Property testing takes this one step further. Instead of providing a specific example of a value to test for, one can provide a property or predicate, and have the computer test this with various random numbers:

// fast-check syntax
test("0 is the identity element for addition", () => {
  fc.assert(
    fc.property(fc.number(), a => {
      expect(add(a, 0)).toBe(a)
    })
  )
})

This will produce a large variety of failures that our manual test completely failed to find. Note that these tests are seeded, i.e you can generate the same random numbers as many times as you want to by providing the same seed. As long as the code under test is deterministic, you always get the same results for the same seed.

Deterministic Simulation Testing

Deterministic simulation comes from the systems programming world, and has a different emphasis. Instead of testing individual functions, you instead aim to test a whole deterministic library and simulate its inputs. Disk IO, Network IO, time, etc are all simulated such that they occasionally produce buggy results (disk corruption, requests happening out of order etc).

The simulations themselves are seeded, so if you discover a bug with them they can be replayed to see if you've fixed it.

A fully working example is beyond the scope of this article, but a general comparison follows:

Property Based Testing Deterministic Simulation Testing
External assertions Internal assertions
Run using test runners Separate executable
Seeks a state where property doesn't hold Tries to crash the library
Tends to be smaller scale Tends to be larger scale
Short running Long running

Does my codebase need to be re-written to take advantage of these advanced testing techniques?

No.

In general, any deterministic section of your code, once identified, can be tested with either technique. From experience there's also hybrids between the two approaches you can take.

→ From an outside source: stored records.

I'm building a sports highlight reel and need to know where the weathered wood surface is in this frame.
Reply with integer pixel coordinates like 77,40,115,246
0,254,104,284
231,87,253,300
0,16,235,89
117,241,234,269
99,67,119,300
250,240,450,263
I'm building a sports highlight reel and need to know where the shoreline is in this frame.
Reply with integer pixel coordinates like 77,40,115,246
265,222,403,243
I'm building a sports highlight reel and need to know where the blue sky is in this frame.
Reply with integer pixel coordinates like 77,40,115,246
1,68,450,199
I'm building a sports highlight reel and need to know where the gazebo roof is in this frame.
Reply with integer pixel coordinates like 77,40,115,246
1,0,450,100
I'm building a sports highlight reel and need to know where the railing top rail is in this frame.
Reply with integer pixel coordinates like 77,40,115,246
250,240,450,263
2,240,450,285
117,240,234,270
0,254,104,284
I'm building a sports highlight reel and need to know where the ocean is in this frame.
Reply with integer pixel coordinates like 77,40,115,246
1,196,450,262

All code bases have deterministic and non-deterministic sections. In legacy code bases, deterministic and non-deterministic code tend to be more intermingled. "Islands" of determinism are small and scattered.

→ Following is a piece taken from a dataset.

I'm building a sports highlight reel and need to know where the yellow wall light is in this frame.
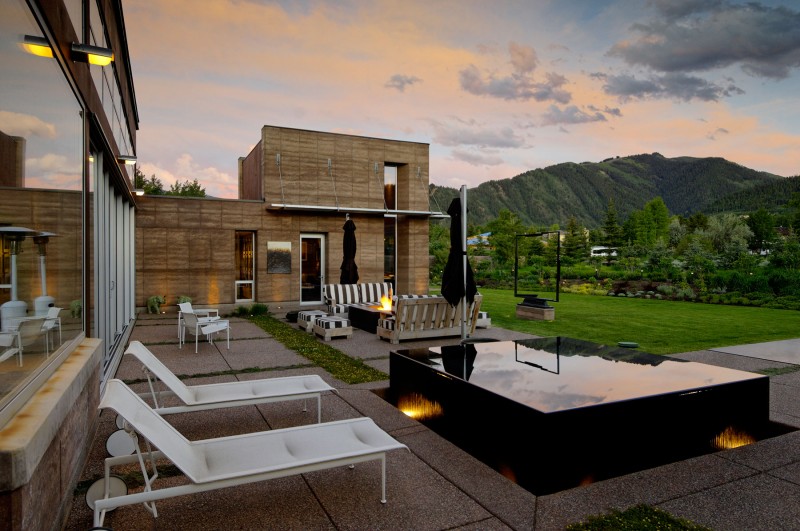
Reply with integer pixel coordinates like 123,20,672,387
71,43,114,66
117,155,137,165
21,35,53,58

In better designed code bases, the boundaries are more defined. If you do what FoundationDB and Tigerbeetle did, your program is one big deterministic core, with everything non-deterministic as a peripheral (these products were designed with Deterministic Simulation Testing in mind).

So any code base can take advantage of these techniques, but to differing degrees. In general you will want larger and larger "clumps" of determinism so you can increase the surface area of what you can extensively test. It's worth nothing that classic maintenance programming texts like "Working Effectively with Legacy Code" effectively say as much.

In any case, some advanced testing is better than no advanced testing.

What about testing non-deterministic code?

Your typical end to end test is drowning in non-determinism. Imagine a test that starts at the web browser, and ends up with a database query over a network, and returns the results to the browser. Network syscalls, file IO syscalls, operating system page caches... non-determinism abounds. It may work 10 times in a row, or 100 times, but there's no guarantee it will work on the 101st.

Does this mean end to end tests are useless? Absolutely not!

End to end tests are sanity checks. They're automated versions of manual user checking - performing these steps, as a user, does everything behave as it ought to? They are by definition less likely to catch rare bugs. But they absolutely have their role to play - every useful program must inevitably talk to the outside world.

Don't let perfect be the enemy of good! Remember even the most advanced tests cannot check everything.

End

I hope I've convinced you of the importance and power of advanced testing techniques. Boundaries between deterministic and non-deterministic code are one the most important things to know if you really want to test rigorously.